The reference to not following the study methodology refers to a questionnaire about satisfaction with skin condition (called the Skindex) that was not part of the original protocol, and that was added late, and was not the primary focus of the study.  The original article stated that it was given before and after treatment, but the after treatment results were not presented. As I wrote in a correction later the questionnaire was not given to all of the subjects after treatment.

Roche spent a lot of time and effort trying to debunk this study, in the course of which some data entry errors were found.

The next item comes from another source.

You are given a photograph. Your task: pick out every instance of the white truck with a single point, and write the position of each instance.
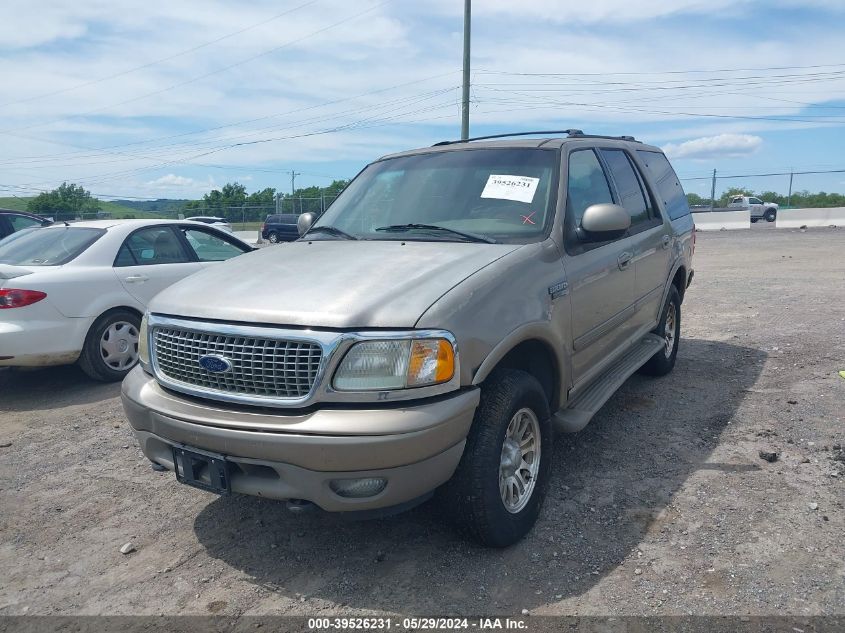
(759, 209)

A re-analysis of the study with corrected data continued to show a reduction in function of the orbitofrontal brain function, in fact the results were more statistically significant than before. Roche next accused me of fraud and asked the journal to retract the paper, which led to an inquiry at my university where the committee had access to all the data and legal documents, and cleared me of the charges of fraud, recommending a letter of correction based on the corrected data, which led to this single sentence correction published in the journal.

The conclusion that Accutane can cause depression shouldn’t rest on a single study, which it doesn’t, as the evidence that retinoids play a role in affective disorders continues to grow.

6 Comments

  • By Monica DeRaspe, February 6, 2010 @ 2:59 pm

    Hi Doug,

    My daughter took accutane so I am very aware the Accutane is an extremely dangerous drug.

    In regard to the study you did though, I am wondering about the second sentence of the correction that was posted in the journal:

    Correction

    In the article “Functional Brain Imaging Alterations in Acne Patients Treated With Isotretinoin,” by J. Douglas Bremner et al. (Am J Psychiatry 2005; 162:983–991), only seven subjects in each treatment group completed the Skindex posttreatment. The secondary analysis that included whole brain metabolism before and after treatment did not reach significance on re-analysis.

    What does the second study mean?

    Monica

  • By Doug Bremner, February 6, 2010 @ 3:35 pm

    Usually you pick one outcome that is the main point of the study. In this case it was orbitofrontal metabolism. A “secondary” analysis refers to something that is done in addition– in this case it was the ratio of orbitofrontal to global metabolism– which was not significant after correcting data entry errors. So the point is that the main outcome was still significant (even stronger, in fact)

  • By Susie, February 8, 2010 @ 10:01 am

    As if 120h worth of deposition (15 x 8h) wasn’t enough, now you need to fly to … New Jersey? I’m soooo sorry. Why can’t they have those trials in Hawaii? ;)

    On a more serious note, it’s nice to see the name C.B.N. associated with a pharma-critical paper. ;)

    :)

  • By Doug Bremner, February 8, 2010 @ 10:51 am

    Some of those hours were in NJ, I think as punishment. There is a vote up on pharmalot.com here about whether the judge made a mistake in including me. (you have to vote “no” to say I should be included, kind of confusing)

  • By Dr. Rick Lippin, February 8, 2010 @ 4:31 pm

    Doug-

    I don’t know what to make of these legal maneuvers? But I applaud your helping to keep Big PhRMA honest if that is possible?

    Rick Lippin

  • By Doug Bremner, February 10, 2010 @ 3:20 pm

    I won the poll with 127 votes cast and 73% of the vote.